FOREX-Euro cuts gains as debt worries return, Fed awaited

03:04 |

* Euro falls to session low vs dollar
* Australian dollar rises to 6-week high vs dollar
* G20 draft communique urges bold action from Europe
LONDON, June 19 (Reuters) - The euro fell against the dollar on Tuesday after a German court said the government had not consulted parliament sufficiently about the configuration of Europe's permanent bailout scheme, unnerving investors already wary of the common currency.
Analysts said the ruling may crimp broad powers of the bailout fund, the European Stability Mechanism, and could lead to delays in rescuing countries struggling with surging borrowing costs and mounting problems in the banking sector.
"The market has taken this negatively," said Gavin Friend, currency strategist at National Australia Bank, referring to the comments from the German court.

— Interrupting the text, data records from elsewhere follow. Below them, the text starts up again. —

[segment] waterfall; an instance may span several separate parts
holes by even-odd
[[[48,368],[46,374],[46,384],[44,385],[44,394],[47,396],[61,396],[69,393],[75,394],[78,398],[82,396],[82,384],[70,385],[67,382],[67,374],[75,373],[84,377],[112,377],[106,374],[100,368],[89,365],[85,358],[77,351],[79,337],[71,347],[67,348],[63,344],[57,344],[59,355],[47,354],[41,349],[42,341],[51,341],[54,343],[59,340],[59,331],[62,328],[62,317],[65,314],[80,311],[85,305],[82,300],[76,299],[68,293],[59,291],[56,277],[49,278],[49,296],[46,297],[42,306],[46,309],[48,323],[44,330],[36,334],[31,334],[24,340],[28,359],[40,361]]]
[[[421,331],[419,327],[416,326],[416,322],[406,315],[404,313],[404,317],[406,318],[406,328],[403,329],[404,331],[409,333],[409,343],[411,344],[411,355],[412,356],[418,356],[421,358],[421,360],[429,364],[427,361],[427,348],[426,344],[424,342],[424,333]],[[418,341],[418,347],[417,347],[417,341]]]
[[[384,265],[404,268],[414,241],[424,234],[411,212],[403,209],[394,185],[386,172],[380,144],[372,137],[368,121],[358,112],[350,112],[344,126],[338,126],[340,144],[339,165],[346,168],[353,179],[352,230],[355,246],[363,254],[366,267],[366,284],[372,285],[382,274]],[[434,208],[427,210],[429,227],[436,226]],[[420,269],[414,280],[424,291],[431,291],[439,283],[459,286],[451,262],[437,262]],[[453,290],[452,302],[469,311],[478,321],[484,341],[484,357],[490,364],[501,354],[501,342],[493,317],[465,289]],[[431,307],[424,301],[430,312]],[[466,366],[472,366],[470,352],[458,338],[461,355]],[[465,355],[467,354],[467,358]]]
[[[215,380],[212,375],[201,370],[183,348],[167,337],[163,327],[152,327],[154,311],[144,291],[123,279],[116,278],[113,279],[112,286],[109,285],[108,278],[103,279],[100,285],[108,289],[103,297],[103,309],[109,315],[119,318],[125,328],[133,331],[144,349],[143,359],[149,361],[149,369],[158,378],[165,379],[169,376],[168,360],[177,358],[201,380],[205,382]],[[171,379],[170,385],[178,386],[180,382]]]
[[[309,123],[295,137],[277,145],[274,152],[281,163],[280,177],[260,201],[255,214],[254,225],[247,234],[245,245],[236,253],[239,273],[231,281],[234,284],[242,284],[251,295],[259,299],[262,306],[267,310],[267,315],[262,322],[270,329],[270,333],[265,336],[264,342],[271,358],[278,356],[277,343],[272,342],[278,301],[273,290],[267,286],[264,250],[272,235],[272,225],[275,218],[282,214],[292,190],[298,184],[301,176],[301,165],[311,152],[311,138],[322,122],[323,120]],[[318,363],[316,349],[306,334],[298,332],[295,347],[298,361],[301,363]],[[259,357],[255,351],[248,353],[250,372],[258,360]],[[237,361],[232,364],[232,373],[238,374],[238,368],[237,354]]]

"We would like more details but the market wants to shoot first and ask questions later. This could curtail the ESM's powers and comes during nervous times when the impasse between the German view and that of the peripherals and the world is growing."

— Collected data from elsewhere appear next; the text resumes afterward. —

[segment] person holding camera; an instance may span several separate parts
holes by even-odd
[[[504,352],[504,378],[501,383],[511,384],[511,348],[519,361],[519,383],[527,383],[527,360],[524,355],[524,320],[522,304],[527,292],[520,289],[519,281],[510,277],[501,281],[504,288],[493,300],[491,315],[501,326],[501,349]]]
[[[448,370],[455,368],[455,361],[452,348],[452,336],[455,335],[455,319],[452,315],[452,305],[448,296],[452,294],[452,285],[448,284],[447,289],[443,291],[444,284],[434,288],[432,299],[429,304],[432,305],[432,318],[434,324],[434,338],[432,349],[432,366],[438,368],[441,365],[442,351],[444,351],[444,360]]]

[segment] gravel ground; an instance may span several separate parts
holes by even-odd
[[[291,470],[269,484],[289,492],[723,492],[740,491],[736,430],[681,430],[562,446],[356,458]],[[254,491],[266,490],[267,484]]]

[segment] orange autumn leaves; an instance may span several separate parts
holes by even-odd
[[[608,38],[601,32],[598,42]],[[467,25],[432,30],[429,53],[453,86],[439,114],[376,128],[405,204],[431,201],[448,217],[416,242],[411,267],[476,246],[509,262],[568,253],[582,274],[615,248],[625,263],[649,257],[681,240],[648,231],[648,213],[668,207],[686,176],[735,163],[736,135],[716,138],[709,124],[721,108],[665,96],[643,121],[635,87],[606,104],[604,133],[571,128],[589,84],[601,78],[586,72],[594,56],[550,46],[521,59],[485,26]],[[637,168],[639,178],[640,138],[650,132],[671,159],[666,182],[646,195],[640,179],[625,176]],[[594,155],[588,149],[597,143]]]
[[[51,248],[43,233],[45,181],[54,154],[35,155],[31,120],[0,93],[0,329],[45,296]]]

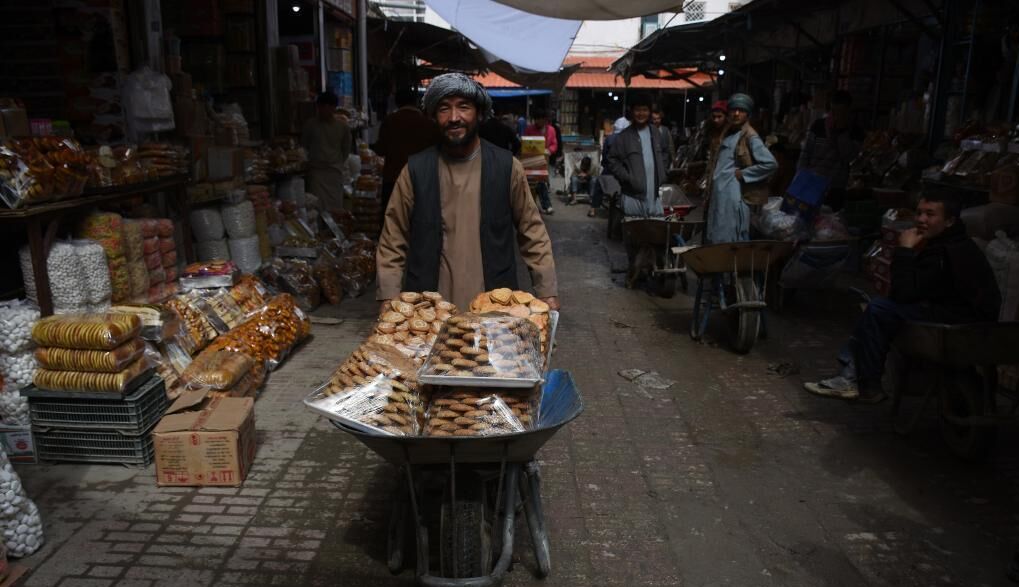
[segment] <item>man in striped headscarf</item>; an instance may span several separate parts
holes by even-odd
[[[552,243],[513,155],[482,140],[492,99],[461,73],[432,80],[423,99],[442,141],[412,155],[393,190],[376,255],[377,299],[438,291],[466,308],[482,291],[517,285],[516,254],[537,297],[559,306]]]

The euro reversed modest gains to fall to a session low of $1.2568 on trading platform EBS. It was last trading flat at $1.2580, having retreated from a one-month high of $1.2748 on Monday in its worst daily showing in nearly three weeks.

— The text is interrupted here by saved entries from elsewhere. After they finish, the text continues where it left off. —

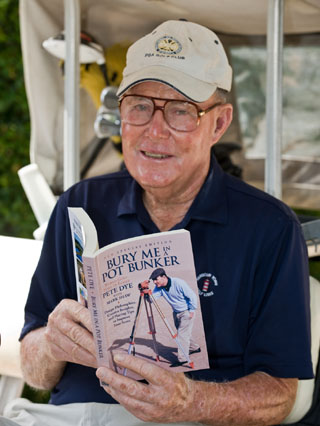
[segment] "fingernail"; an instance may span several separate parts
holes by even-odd
[[[115,354],[114,360],[117,361],[124,361],[124,356],[122,354]]]

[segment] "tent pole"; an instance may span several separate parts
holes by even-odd
[[[80,180],[80,5],[64,0],[66,61],[64,82],[64,190]]]
[[[269,0],[265,191],[281,199],[283,0]]]

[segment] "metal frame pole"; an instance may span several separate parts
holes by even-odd
[[[269,0],[267,31],[265,191],[281,199],[283,0]]]
[[[64,0],[66,61],[64,82],[64,190],[80,180],[80,4]]]

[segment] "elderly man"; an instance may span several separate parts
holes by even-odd
[[[312,377],[306,248],[287,206],[210,155],[232,119],[230,86],[220,40],[200,25],[165,22],[129,49],[118,91],[128,171],[75,185],[53,212],[21,335],[25,379],[52,389],[51,404],[18,401],[17,424],[271,425],[290,412],[297,379]],[[67,206],[89,213],[101,245],[190,231],[210,369],[117,355],[145,380],[96,370],[89,312],[72,300]]]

It hit the peak after parties supporting Greece's international bailout gained enough votes at the weekend to form a ruling coalition in Athens.
The euro has support levels at $1.2536, the trendline drawn below daily lows from June 1, and the 21-day moving average at $1.2530. Traders said news that a second audit of Spanish banks would be delayed until September also weighed on sentiment.
Earlier the euro was supported by expectations that the U.S. Federal Reserve would ease monetary policy, a move that would lift demand for riskier assets and drive the greenback lower.
Another round of monetary stimulus would weigh on the U.S. dollar and boost growth-linkedcurrencies like the Australian dollar, traders said. The Federal Reserve's rate-setting committee starts its meeting on Tuesday.
But overall sentiment towards the common currency was cautious as Spanish borrowing costs hovered near euro-era highs and risk of contagion engulfing Italy remained high.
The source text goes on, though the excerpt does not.